Sharing even the most benign opinions online is terrifying, so I was particularly worried about how something so personal would be received. That’s why I was surprised and humbled by the overwhelmingly affirmative response, with fellow American Jews publicly and privately agreeing they’re no longer able to accept the party line on Israel-U.S. relations. They’ve been grappling with the version of Israel presented on trips organized by groups like Birthright versus what they’ve seen unfold on the ground, how to square their love for their people and history with their commitment to racial and social justice, and how Israel’s actions in Palestine seem to fly in the face of “tikkun olam” — the Jewish principle of improving the world through action.
Jeremy Slevin also saw his Twitter thread on the intrinsic tie between Jewish American identity and Israel touted widely, with more than 18,000 (and counting) retweets. The 33-year-old senior communications director for Congresswoman Ilhan Omar (D-Minn.) wrote, “In truth, Israel is a state, like many others, founded on the displacement of others. Its Jewish exclusivity is predicated on the exclusion of millions who continue to live on that land. Political exclusion based on religion, by definition, leads to hatred, repression, and eventually ethnic cleansing. Jews should know this more than anyone.”
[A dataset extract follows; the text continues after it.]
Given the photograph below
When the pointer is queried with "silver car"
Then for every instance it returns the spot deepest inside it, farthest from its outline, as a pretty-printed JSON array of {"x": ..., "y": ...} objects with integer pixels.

He described to me his ability to separate his Jewish American identity from Israel as a gradual process, bolstered by his work for Congresswoman Omar. “Seeing the demonization, threats, and hate speech she has faced for criticizing the occupation has clarified my commitment to decoupling blanket support for the Israeli government from my Judaism.”
Slevin recognizes that engaging on such an emotional topic publicly on social media may not be for everyone, but added “I do think it’s important to have these difficult conversations with people who might disagree with you, to get their perspectives and share yours. Continuing to shy away from this issue and avoid healthy debate serves no one.”
Samantha Cyrulnik-Dercher, a 32-year-old civil rights advocate in Washington, D.C., recently had one of these difficult conversations with her Jewish family, which she called “really scary and also really liberating.” The granddaughter of three Holocaust survivors said, “Two weeks ago if you’d asked me if you could interview me for this piece I would have said no, I don’t really know enough to talk about something so complicated. So just the fact that I feel empowered to speak about this at all is a very big change in a very short time.”
While many of us have felt isolated in our views, by speaking out, we’re finding solidarity. Over the past 15 years, the an anti-occupation Jewish left in America has been growing, with organizations like IfNotNow and JStreet leading the charge. But because the conflict has so often been boiled down to a binary — you either support Israel or you support its destruction — for many of us it felt like a betrayal to even consider the other side. Even now with strength in numbers, there is still a genuine fear of using words and phrases like apartheid and ethnic cleansing, even if they’re applicable. There is an instinct to retreat.
Libby Lenkinski, a Brooklyn-based veteran in the progressive American-Israeli activism space and vice president for public engagement at the New Israel Fund, sees the emergence of a new perspective on Israel as young American Jews reinterpreting what it means to live a Jewish life, and cautions older Jews not to mischaracterize changing opinions on Israel as a rejection of our values: “This may not be the engagement you dreamed of, but they haven’t turned away, they just turned in a different direction.”
Lenkinski, 42, sees a noticeable shift in American perception since the last major conflict in Gaza, in 2014. “A theme that’s relatively new is that it’s simple. It’s been described for decades as ‘too complicated,’ but now people are realizing it’s actually not that complicated,” Lenkinski told me. “It’s a moral issue. It’s right or wrong. There’s something positive about it, but I hope it doesn’t end there,” stressing that American Jews need to go beyond tweets and Instagram memes to understand the intertwined systems of oppression at play.
Of the at least 60 children killed by airstrikes in Gaza this week, 11 were participating in a program focused on trauma run by the Norwegian Refugee Council. As their organization’s secretary general wrote, “They are now gone, killed with their families, buried with their dreams and the nightmares that haunted them.” Though a cease-fire is now in effect, violence continues at the Al-Aqsa Mosque, where the fighting of the past two weeks arguably began.
Growing up in the shadow of the Holocaust and the intergenerational trauma of descending from survivors of genocide, I can’t help but see my family in their faces, as Cyrulnik-Dercher put it. The near annihilation of the Jewish people four decades before I was born still courses through my veins, and it is this visceral feeling of violence and oppression that has made me feel certain that speaking out now is the right thing to do — and already too little too late.
The truth is that causing trauma to another group will never ease our own. Killing more that 200 Palestinians in two weeks won’t bring back our ancestors who perished in the Holocaust, and it certainly won’t bring us closer to a lasting peace. Until we recognize that no one is safe until we’re all safe, the cycle of oppression will play on.